One of the first calls to ALAN during Superstorm Sandy was from a U.S. government agency looking for megapumps to clear water out of the subways in New York City. In this case, the government wasn't able to track down what they needed in the required time frames. Based on active relationships, ALAN found pump providers, and shared those contacts with the government agency. The team also drew on its network to get pallets for sandbags within hours after a 10 p.m. call on a Friday night. According to Kathy Fulton, ALAN's interim president and director of operations, "Getting results is about getting to know people and developing relationships, rather than just conducting transactions. It is also about being open and honest with your partners and coaching them to ensure that their logistics plans are sound. If someone suggests a ground-level facility as a distribution center, you may need to explain how this could impede their operations due to transportation requirements, inaccessibility in the case of a flood and other issues about which they may be unaware. An effective relationship implies a certain level of trust they know that we have their best interests in mind, and are working to find them the best solution."


 Anticipate government-related disruptions to your recovery efforts and plan contingencies accordingly.

 Develop relationships and maintain access to those who can make key decisions during a local crisis.

 Build and document active relationships with key partners at customers and suppliers that can be relied on to manage significant supply disruptions.

 Go to local and state associations to identify chapter-level representatives. Make connections and develop relationships with those in your region.

 People are the most critical aspect of resilience and recovery. While planning and preparation may be good on the business front, few are well-prepared on the home front. Be cognizant that spouses and a family's needs will likely trump work.

 In a time of disruption, the biggest concern of companies is reliable and accurate information. Move from a push to a pull mode on communications with key partners, using a variety of communication mediums, to improve time to recovery.

ALAN's Next Chapter

The ALAN team has seen increased attention to supply chain risk management in corporations and the academic community over the past several years. The organization has also observed millennials joining companies and wanting to apply their vocational talents for the good for the community. The team is encouraged by the enthusiasm they consistently receive when sharing their

charter with those unfamiliar with ALAN. The next step for the team is building on this momentum.
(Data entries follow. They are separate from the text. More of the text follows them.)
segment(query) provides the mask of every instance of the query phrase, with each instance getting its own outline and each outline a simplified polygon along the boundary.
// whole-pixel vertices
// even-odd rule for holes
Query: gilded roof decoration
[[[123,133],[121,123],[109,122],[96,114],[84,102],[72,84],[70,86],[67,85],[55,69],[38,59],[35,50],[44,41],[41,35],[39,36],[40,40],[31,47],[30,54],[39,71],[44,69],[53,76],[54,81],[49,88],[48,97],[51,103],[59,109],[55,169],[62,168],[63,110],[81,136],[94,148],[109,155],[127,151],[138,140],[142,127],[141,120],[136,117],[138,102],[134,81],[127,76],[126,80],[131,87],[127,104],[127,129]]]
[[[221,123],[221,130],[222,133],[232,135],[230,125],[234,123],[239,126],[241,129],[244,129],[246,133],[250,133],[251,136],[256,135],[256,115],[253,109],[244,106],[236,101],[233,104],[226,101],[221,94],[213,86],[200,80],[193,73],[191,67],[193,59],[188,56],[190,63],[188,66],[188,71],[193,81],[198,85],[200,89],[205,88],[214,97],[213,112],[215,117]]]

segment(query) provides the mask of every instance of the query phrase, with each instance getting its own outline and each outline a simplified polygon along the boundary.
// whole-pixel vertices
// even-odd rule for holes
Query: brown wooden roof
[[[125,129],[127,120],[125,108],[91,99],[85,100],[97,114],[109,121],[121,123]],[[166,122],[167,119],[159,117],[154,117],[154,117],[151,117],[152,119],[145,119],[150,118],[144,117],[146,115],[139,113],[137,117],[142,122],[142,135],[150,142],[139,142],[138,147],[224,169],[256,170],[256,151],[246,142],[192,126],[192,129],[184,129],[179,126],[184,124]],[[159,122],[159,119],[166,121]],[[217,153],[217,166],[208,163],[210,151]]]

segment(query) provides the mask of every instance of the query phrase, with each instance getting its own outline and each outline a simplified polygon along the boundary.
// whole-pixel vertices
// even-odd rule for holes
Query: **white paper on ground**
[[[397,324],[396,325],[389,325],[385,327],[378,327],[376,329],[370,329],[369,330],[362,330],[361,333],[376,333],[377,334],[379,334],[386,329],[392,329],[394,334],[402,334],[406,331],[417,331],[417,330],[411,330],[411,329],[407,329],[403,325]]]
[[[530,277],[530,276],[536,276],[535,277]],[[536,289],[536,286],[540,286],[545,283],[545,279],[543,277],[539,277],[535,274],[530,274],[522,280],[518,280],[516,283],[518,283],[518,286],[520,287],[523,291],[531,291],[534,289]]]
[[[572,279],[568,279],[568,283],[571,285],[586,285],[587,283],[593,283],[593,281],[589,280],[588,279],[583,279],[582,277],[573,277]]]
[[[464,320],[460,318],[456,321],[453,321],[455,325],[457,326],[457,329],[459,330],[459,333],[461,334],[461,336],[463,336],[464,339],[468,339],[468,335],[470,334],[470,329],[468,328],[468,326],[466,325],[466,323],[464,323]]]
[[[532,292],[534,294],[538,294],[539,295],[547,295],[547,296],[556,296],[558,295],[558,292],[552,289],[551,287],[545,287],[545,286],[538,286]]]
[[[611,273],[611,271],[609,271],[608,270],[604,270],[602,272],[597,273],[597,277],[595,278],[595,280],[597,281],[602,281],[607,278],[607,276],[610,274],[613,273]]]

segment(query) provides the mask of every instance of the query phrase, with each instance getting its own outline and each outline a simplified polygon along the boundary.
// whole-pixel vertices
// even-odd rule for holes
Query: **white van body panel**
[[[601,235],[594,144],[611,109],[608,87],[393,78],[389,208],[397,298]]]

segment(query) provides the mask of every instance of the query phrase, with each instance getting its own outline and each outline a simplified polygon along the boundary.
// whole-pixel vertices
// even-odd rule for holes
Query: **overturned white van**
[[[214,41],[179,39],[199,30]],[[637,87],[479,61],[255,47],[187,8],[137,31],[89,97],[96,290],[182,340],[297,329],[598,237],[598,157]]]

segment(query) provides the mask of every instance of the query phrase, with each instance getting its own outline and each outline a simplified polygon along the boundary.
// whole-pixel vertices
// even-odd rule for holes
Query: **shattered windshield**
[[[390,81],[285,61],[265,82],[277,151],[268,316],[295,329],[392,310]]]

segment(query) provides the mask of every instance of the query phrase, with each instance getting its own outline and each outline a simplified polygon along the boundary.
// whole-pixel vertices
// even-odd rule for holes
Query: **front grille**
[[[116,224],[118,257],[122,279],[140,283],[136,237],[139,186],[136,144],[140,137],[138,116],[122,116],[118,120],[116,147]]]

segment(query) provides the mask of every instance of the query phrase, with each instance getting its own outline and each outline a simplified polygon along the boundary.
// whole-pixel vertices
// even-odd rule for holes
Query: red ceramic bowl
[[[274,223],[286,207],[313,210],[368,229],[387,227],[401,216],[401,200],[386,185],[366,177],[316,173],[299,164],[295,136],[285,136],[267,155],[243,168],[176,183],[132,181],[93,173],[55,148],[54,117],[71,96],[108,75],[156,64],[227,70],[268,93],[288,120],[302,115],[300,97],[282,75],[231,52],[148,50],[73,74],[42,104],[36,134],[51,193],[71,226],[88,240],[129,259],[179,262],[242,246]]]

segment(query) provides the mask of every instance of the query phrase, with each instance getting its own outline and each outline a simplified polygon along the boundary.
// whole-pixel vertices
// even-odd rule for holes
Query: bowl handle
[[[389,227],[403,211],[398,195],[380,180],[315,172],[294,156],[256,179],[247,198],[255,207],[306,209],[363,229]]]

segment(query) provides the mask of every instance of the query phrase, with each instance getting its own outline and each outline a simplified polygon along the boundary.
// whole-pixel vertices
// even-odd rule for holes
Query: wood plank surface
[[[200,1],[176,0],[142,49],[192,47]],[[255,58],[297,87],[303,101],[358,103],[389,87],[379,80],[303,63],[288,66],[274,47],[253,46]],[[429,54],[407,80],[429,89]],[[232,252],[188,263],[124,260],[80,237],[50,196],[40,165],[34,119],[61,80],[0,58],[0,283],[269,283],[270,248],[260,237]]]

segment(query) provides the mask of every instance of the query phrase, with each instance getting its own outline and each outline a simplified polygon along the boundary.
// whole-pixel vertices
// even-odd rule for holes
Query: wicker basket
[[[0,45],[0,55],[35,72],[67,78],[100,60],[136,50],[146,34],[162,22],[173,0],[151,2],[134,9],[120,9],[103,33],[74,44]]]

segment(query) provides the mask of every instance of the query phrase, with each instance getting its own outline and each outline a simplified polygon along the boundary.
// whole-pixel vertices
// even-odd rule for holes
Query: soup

Currently, ALAN uses Web portal technology developed by the Aidmatrix Foundation to aggregate needs from nonprofit relief agencies and distributes them to its more than 20 supply chain association members for support. To improve the accuracy of connections, it recently ran a detailed capabilities mapping project. ALAN is also building connections at regional and state levels between those with supply chain experience, local governments and VOAD. Looking forward, the

ALAN team still sees room for improved alignment between federal and local governments, VOAD, and local businesses.

Per the late Jock Menzies, "There are always surprises in disasters, but many of these can be addressed by the capabilities and expertise of the supply chain community."